I have a collection which contains a reference. The reference is generated by the called function. How can I compare the expected and actual collections given that the reference is different, even though the values are the same?
This is a special case of a more general problem. How can I perform a partial match, marking certain elements indicating that an exact match is unnecessary?
The point of this question is related to testing. I have a function returning a form containing references and I would like to compare it to see if it matches what I expect.
Based on comments:
I have done this...
(defprotocol Ireference? (reference? [this]))
(extend-type java.lang.Object Ireference? (reference? [this] false))
(extend-type nil Ireference? (reference? [this] false))
(extend-type clojure.lang.Ref Ireference? (reference? [this] true))

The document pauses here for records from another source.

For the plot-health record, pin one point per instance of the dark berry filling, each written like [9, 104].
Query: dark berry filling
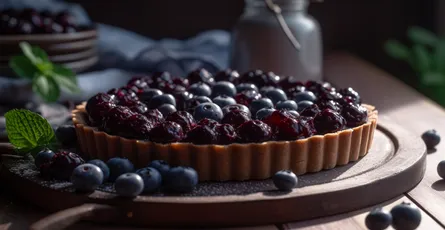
[246, 97]
[226, 134]
[184, 119]
[202, 135]
[328, 121]
[288, 109]
[355, 115]
[235, 118]
[166, 132]
[254, 131]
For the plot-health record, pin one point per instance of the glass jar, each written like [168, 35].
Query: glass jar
[259, 42]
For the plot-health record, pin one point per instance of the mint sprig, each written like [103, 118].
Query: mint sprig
[28, 132]
[48, 79]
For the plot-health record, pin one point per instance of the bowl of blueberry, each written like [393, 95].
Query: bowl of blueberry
[58, 33]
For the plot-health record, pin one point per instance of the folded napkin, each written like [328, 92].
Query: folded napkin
[123, 53]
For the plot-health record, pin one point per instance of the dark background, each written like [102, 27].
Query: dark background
[358, 26]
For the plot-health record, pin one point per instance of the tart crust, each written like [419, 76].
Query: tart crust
[235, 161]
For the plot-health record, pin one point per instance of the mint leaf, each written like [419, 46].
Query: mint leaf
[422, 36]
[40, 53]
[423, 58]
[439, 57]
[27, 130]
[397, 50]
[22, 66]
[27, 51]
[47, 88]
[432, 79]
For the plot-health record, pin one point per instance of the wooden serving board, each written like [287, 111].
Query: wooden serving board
[394, 165]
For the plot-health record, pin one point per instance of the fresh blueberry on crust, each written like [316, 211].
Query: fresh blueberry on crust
[431, 138]
[129, 185]
[378, 219]
[285, 180]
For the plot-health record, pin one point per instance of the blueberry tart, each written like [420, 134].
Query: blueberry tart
[288, 125]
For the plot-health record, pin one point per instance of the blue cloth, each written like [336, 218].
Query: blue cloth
[123, 53]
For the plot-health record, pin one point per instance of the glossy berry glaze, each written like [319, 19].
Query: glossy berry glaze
[203, 108]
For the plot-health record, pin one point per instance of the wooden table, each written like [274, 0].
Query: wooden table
[395, 101]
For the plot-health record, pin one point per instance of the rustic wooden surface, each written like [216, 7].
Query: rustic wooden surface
[396, 163]
[396, 102]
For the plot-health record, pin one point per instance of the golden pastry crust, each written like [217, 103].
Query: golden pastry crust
[235, 161]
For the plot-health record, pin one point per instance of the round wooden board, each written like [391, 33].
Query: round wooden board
[394, 165]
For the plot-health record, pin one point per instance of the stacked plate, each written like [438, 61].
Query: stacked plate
[76, 51]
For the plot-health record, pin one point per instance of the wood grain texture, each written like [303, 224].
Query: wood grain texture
[400, 165]
[403, 105]
[356, 220]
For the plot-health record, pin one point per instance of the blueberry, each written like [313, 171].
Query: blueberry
[43, 157]
[129, 185]
[208, 110]
[276, 95]
[195, 101]
[102, 166]
[87, 177]
[159, 100]
[223, 88]
[304, 96]
[245, 86]
[224, 100]
[431, 138]
[441, 169]
[152, 179]
[181, 179]
[303, 105]
[119, 166]
[294, 113]
[167, 109]
[266, 89]
[264, 112]
[200, 89]
[148, 94]
[405, 216]
[229, 108]
[285, 180]
[378, 219]
[66, 135]
[287, 105]
[261, 103]
[160, 165]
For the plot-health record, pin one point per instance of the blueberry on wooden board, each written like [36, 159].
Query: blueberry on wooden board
[43, 157]
[431, 138]
[119, 166]
[87, 177]
[378, 219]
[102, 166]
[63, 163]
[129, 185]
[405, 216]
[285, 180]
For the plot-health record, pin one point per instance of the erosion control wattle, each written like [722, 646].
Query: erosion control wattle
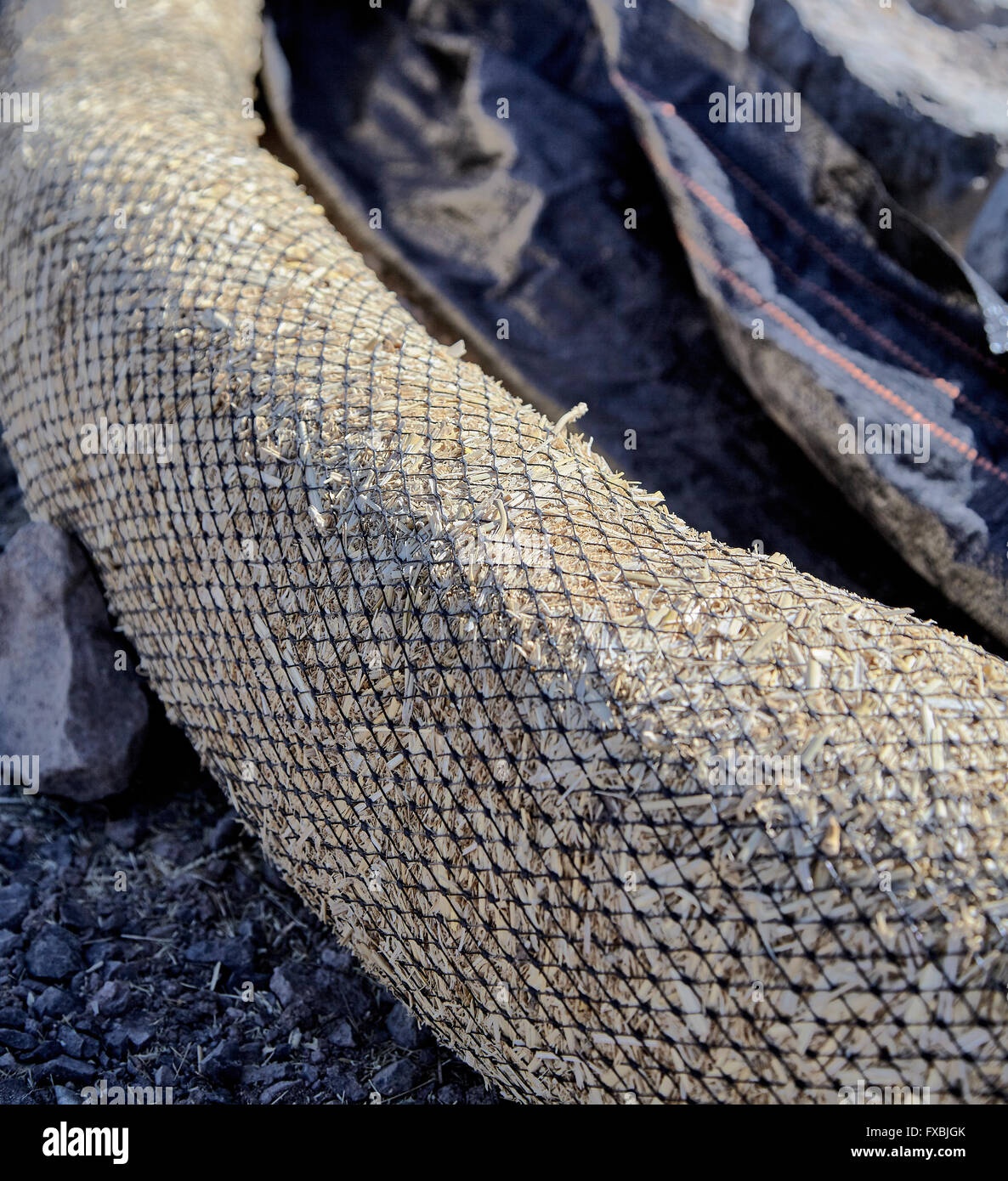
[620, 813]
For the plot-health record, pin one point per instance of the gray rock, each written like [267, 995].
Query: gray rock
[77, 1045]
[267, 1072]
[337, 959]
[403, 1027]
[923, 103]
[111, 999]
[67, 1071]
[54, 1003]
[14, 1092]
[344, 1086]
[17, 1039]
[987, 248]
[14, 904]
[54, 954]
[124, 833]
[342, 1036]
[226, 832]
[64, 708]
[234, 954]
[275, 1090]
[282, 986]
[395, 1078]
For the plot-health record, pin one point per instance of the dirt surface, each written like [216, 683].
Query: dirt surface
[147, 942]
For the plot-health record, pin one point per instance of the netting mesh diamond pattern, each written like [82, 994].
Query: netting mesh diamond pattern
[622, 814]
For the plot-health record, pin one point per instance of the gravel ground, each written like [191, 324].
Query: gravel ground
[127, 932]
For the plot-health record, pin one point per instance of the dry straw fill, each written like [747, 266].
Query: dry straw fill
[623, 814]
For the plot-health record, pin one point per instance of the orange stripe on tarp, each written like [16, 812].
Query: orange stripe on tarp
[714, 267]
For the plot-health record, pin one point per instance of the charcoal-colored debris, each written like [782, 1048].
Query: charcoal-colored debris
[275, 1092]
[234, 954]
[223, 1065]
[284, 985]
[73, 914]
[226, 832]
[342, 1035]
[343, 1086]
[126, 832]
[14, 902]
[14, 1092]
[111, 999]
[54, 954]
[403, 1027]
[54, 1003]
[312, 1027]
[395, 1078]
[66, 711]
[77, 1045]
[15, 1039]
[337, 958]
[65, 1069]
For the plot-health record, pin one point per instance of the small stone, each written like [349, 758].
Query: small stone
[479, 1096]
[54, 1003]
[342, 1036]
[139, 1033]
[226, 832]
[275, 1092]
[337, 959]
[284, 985]
[395, 1078]
[73, 914]
[343, 1086]
[124, 833]
[77, 1045]
[111, 999]
[14, 904]
[234, 954]
[14, 1092]
[403, 1027]
[54, 954]
[17, 1039]
[82, 720]
[69, 1071]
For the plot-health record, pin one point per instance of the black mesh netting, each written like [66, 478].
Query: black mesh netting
[622, 813]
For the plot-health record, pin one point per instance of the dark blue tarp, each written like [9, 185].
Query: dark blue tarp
[552, 175]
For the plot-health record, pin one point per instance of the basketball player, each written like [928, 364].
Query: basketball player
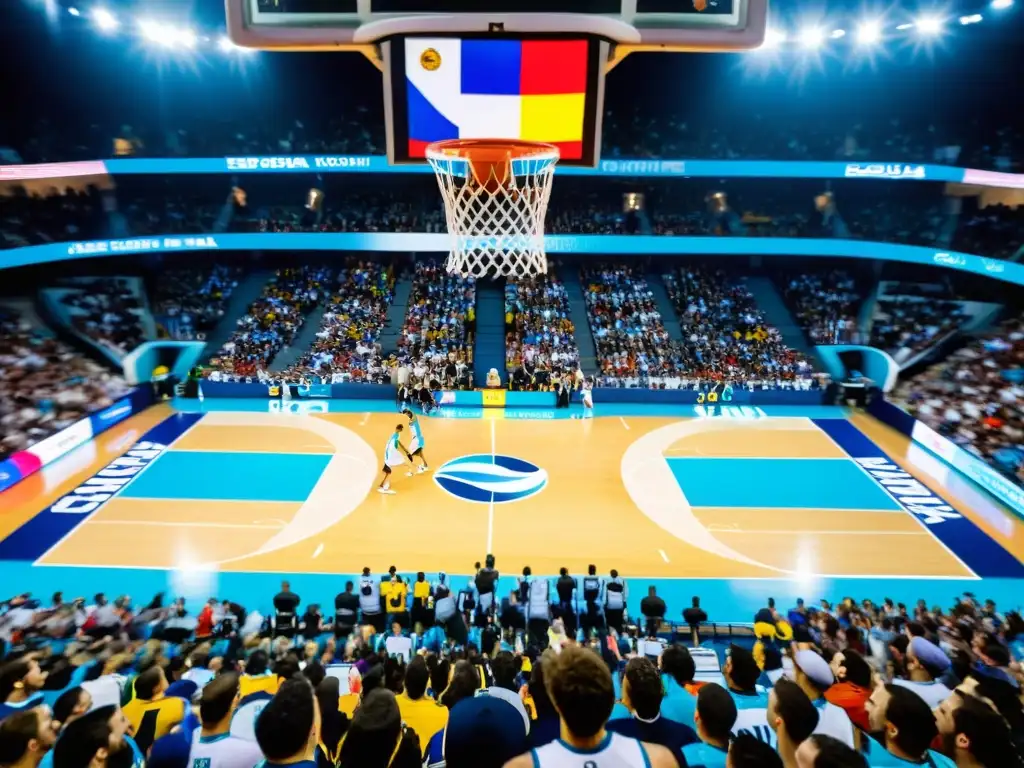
[392, 458]
[417, 443]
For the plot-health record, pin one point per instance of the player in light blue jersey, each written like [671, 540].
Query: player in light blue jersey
[417, 443]
[394, 455]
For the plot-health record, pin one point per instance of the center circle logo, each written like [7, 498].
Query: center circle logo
[484, 478]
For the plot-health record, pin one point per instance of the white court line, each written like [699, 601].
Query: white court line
[491, 507]
[121, 491]
[185, 524]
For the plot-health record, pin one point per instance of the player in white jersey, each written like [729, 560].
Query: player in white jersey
[581, 688]
[417, 443]
[394, 455]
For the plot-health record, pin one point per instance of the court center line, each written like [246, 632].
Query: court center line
[185, 524]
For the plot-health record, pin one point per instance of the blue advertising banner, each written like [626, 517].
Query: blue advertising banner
[629, 245]
[974, 548]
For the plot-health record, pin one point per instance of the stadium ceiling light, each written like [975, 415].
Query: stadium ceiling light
[868, 33]
[104, 20]
[811, 37]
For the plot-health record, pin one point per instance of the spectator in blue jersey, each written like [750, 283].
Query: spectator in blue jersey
[824, 752]
[904, 727]
[792, 717]
[20, 682]
[642, 695]
[715, 718]
[216, 748]
[26, 737]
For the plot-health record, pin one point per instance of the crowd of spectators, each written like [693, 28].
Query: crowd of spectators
[634, 349]
[976, 398]
[539, 331]
[346, 347]
[271, 322]
[109, 310]
[825, 304]
[45, 386]
[414, 673]
[188, 303]
[725, 337]
[906, 325]
[436, 341]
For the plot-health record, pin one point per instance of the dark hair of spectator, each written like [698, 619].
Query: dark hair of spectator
[504, 670]
[717, 710]
[283, 727]
[800, 718]
[990, 741]
[465, 682]
[677, 662]
[645, 687]
[147, 682]
[258, 663]
[66, 705]
[333, 722]
[749, 752]
[580, 686]
[15, 733]
[417, 677]
[915, 728]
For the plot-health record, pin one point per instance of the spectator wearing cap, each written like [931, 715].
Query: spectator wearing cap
[824, 752]
[926, 663]
[20, 682]
[215, 745]
[581, 688]
[715, 718]
[483, 732]
[747, 751]
[813, 674]
[288, 729]
[904, 727]
[420, 712]
[681, 689]
[98, 739]
[27, 736]
[853, 686]
[377, 737]
[792, 717]
[642, 694]
[741, 673]
[153, 714]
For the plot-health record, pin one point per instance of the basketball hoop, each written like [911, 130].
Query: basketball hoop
[496, 196]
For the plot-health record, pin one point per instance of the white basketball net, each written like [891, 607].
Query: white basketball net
[497, 225]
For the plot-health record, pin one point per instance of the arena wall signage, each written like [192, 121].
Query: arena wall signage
[610, 167]
[608, 245]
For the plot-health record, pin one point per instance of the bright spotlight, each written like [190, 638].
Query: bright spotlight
[103, 19]
[811, 38]
[868, 33]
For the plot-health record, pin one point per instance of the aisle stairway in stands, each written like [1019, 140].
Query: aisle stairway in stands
[488, 349]
[666, 306]
[769, 301]
[248, 290]
[578, 313]
[396, 313]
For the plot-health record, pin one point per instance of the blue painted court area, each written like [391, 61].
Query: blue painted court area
[804, 483]
[228, 476]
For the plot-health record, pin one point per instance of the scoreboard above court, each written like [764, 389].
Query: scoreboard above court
[637, 25]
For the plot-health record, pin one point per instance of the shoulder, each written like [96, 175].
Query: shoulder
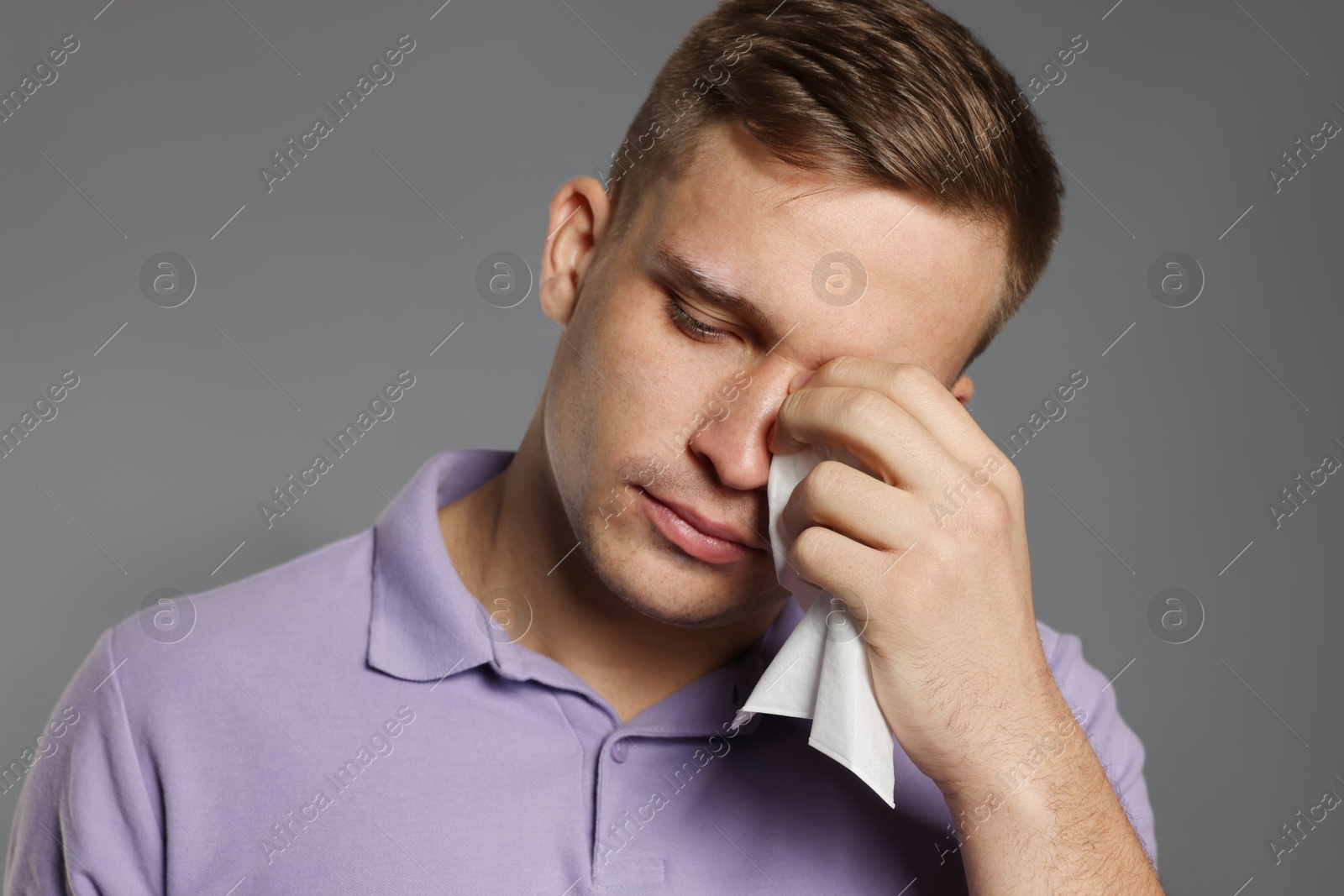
[276, 625]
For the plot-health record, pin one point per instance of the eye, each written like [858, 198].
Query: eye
[690, 325]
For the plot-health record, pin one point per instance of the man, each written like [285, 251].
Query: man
[541, 696]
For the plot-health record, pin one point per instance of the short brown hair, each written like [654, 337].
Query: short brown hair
[885, 92]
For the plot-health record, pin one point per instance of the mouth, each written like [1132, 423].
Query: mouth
[698, 537]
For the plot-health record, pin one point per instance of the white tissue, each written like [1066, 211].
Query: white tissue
[822, 672]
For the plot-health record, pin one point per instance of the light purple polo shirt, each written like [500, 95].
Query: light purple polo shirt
[344, 723]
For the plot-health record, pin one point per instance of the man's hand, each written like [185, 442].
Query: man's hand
[931, 557]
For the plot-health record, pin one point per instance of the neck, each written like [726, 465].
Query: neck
[512, 532]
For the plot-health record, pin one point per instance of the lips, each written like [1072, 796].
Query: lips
[696, 535]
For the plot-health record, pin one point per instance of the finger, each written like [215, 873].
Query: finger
[857, 506]
[921, 394]
[882, 434]
[839, 564]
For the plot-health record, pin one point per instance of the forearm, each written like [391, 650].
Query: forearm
[1059, 829]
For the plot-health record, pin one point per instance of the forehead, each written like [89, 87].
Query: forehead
[770, 233]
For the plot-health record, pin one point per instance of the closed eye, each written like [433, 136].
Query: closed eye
[692, 327]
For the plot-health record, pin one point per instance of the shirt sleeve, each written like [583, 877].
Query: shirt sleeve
[1116, 745]
[84, 824]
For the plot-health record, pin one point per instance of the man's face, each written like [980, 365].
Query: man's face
[649, 421]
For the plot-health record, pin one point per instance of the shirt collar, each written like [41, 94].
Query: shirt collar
[425, 625]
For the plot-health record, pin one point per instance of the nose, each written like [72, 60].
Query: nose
[737, 445]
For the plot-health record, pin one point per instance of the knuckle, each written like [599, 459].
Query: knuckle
[907, 378]
[824, 477]
[808, 547]
[862, 410]
[992, 512]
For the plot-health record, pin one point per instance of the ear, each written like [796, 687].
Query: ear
[580, 214]
[964, 389]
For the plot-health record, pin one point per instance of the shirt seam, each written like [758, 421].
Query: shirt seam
[134, 755]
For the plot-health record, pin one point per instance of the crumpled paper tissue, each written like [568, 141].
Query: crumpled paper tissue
[822, 672]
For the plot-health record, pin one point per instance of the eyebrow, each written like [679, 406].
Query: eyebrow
[685, 275]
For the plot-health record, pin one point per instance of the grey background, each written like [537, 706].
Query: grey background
[1189, 426]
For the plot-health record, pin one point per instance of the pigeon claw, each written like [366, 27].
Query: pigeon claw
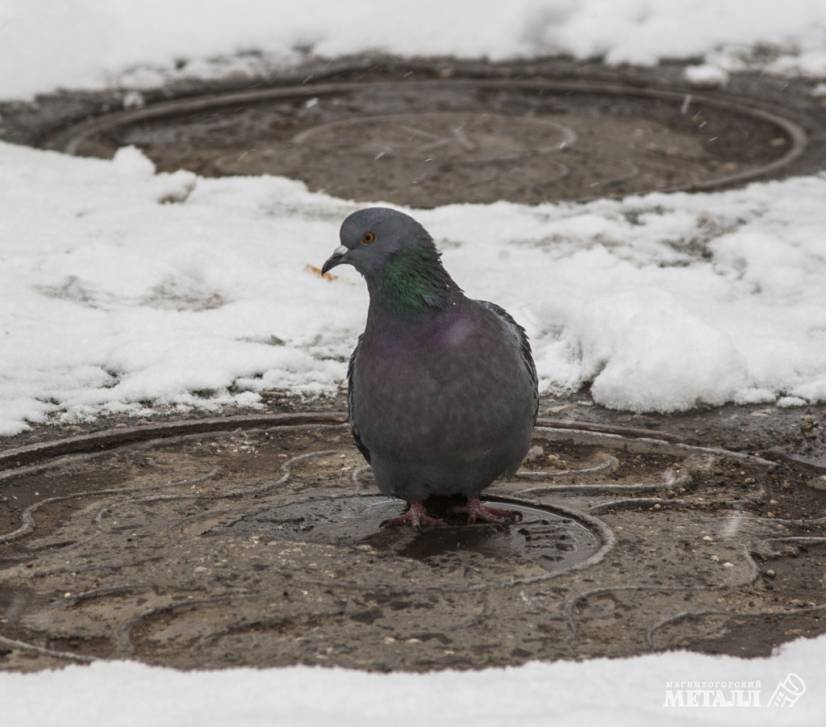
[415, 517]
[477, 512]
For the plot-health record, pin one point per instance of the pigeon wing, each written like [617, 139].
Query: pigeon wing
[350, 395]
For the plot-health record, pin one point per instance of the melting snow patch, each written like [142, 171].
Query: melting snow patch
[112, 302]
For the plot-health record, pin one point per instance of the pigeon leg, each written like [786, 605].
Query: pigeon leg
[416, 516]
[478, 512]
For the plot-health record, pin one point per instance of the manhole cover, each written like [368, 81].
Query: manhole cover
[428, 143]
[555, 540]
[255, 540]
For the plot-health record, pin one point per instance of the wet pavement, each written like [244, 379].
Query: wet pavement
[255, 539]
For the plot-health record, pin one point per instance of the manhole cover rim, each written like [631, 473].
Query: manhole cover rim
[69, 139]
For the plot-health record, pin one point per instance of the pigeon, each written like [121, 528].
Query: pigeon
[442, 389]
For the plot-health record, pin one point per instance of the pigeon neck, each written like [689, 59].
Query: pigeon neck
[414, 280]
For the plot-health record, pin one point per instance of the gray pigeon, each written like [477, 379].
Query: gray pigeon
[442, 389]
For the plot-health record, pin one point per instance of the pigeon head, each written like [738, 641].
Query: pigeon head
[397, 258]
[372, 237]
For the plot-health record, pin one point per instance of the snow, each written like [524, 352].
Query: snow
[706, 75]
[122, 290]
[598, 692]
[48, 44]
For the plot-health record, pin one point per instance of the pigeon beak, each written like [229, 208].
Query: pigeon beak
[335, 259]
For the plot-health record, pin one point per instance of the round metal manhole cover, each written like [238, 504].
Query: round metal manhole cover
[555, 540]
[428, 143]
[255, 540]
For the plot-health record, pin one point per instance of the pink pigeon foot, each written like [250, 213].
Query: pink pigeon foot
[416, 516]
[477, 512]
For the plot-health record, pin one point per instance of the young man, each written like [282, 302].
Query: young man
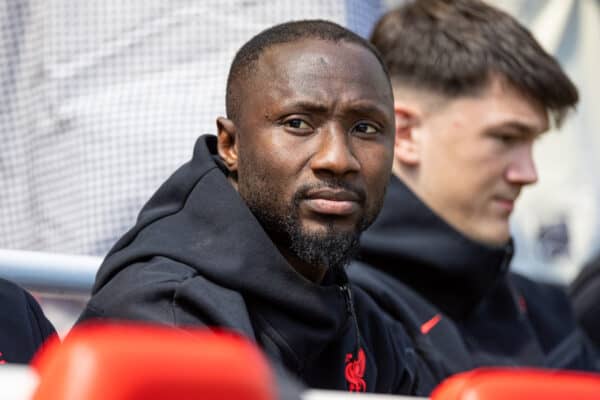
[473, 91]
[253, 233]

(extend-type clojure.lang.Agent Ireference? (reference? [this] true))
(defn ref->str
"takes an arbitrary tree and replaces all futures
with agnostic strings."
[form]
(clojure.walk/postwalk #(if (reference? %) (list 'ref @%) %) form))
Which does what I want.
(expect '{:foo (ref :bar) :baz {:zoo (ref :awk)}}
(ref->str {:foo (ref :bar) :baz {:zoo (ref :awk)}})
This gives me a match.
The reference? predicate is from How do we test whether something is a reference?
This, by design, cannot be done in clojure as you have described it. You can get a similar effect by walking the structure and calling deref
on all the mutable types to produce a value which can then be compared. As Rich Hickey explains nicely in this video (specifically 24 min in)
It doesn't make sense for two values to be equal only some of the time. If the language allowed this it would lose much of the power gained by focusing on programming with imitable values. Perhaps if you put the collection in the ref instead of the ref in the collection things would be easier to reason about?